Consequence for pulling – Quick right about turn
This method is particularly useful for when a dog lunges. As soon as he pulls ahead or lunges, allow your right arm (which is holding the end of the lead) to come across your body as you complete a sharp right about turn 180° on the spot and smartly march 3-4 paces in the direction you have just come from; the weight of your body and the turn will enable even the largest dog to be maneuvered under control.

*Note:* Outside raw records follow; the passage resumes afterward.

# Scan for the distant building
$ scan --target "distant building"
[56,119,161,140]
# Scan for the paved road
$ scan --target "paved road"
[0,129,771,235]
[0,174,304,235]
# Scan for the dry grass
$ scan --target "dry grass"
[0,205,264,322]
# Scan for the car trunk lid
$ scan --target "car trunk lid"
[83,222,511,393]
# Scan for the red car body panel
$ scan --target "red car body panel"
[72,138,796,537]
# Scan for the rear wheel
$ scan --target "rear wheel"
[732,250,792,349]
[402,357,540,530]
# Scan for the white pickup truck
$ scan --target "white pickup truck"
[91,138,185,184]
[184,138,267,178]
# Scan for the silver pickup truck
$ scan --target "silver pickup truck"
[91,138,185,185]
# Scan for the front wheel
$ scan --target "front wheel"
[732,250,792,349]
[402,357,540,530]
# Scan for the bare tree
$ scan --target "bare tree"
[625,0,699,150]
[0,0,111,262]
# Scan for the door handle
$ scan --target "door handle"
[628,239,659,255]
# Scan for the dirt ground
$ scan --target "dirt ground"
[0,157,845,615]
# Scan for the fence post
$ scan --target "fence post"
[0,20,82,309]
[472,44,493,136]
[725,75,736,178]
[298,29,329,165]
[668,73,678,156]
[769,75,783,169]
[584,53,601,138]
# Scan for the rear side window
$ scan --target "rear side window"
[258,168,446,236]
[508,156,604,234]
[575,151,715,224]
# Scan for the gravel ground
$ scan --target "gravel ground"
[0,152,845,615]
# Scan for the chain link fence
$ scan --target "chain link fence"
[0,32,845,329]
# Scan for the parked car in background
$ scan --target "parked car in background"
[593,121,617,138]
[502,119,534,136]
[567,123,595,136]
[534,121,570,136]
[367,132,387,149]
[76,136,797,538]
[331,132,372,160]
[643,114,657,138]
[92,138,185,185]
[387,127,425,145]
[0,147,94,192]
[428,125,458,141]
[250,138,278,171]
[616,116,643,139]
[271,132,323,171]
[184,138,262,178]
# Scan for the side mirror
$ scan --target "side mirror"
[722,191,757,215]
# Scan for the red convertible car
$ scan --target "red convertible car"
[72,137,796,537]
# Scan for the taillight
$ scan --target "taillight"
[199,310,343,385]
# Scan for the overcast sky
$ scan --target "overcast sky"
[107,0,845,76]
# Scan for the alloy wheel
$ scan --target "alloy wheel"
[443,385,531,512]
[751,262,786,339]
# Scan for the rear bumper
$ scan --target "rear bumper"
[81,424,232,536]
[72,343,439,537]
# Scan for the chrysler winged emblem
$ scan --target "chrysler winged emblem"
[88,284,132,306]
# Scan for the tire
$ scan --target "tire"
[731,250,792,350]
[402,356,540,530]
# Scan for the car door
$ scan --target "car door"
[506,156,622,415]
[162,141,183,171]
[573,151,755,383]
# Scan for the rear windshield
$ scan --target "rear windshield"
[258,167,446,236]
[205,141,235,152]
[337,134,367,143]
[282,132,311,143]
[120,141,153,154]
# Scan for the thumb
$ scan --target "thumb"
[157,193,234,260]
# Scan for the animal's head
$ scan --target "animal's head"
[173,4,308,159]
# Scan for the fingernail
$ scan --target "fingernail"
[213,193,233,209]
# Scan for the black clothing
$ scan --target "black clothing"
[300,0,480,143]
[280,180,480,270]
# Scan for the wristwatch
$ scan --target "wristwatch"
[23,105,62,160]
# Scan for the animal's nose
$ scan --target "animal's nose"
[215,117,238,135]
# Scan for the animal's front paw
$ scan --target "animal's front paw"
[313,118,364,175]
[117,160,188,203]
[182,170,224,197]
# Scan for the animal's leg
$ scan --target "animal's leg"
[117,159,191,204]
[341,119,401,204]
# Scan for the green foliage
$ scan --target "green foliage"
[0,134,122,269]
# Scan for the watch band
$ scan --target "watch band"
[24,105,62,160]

A Dog That ‘Puts The Brakes on’
Firstly we need to ascertain why your dog is refusing to move, so briefly check to see if your dog is needing to pee or defecate. If it is due to being fearful to a particular stimulus or sight briefly encourage your dog as you take a large curve out of the way of the perceived ‘fearful stimulus’ (it may even be necessary to cross the road).
Step 1
If you find that your dog is simply ‘dragging his heels’, the best thing to do is to keep walking. (If you stop, you will only be rewarding his demands for you to stop). As soon as the lead slackens between you both, and he starts to catch you up, encourage him verbally with a big smile. Then, after he maintains walking to heel by your side for two to three paces, reward him verbally and then with a small piece of food.
Step 2
Then for the next two to three days start to condition him on all walks, if he walks well for ten paces, reward him with ‘Good’ and immediately give him a small piece of food (more frequently if there is a distraction).
Step 3
After this is being maintained without too many full stops from your dog, build up to approximately twenty paces of good heeling before saying ‘Good’ and offering a reward. Rewards can then gradually start to vary in type and amounts of food, games or verbal and physical praise.
Bonus Tip
Keeping him surprised with the reward you offer and being unpredictable in your speed and course of direction will all help your dog improve in walking on a loose lead.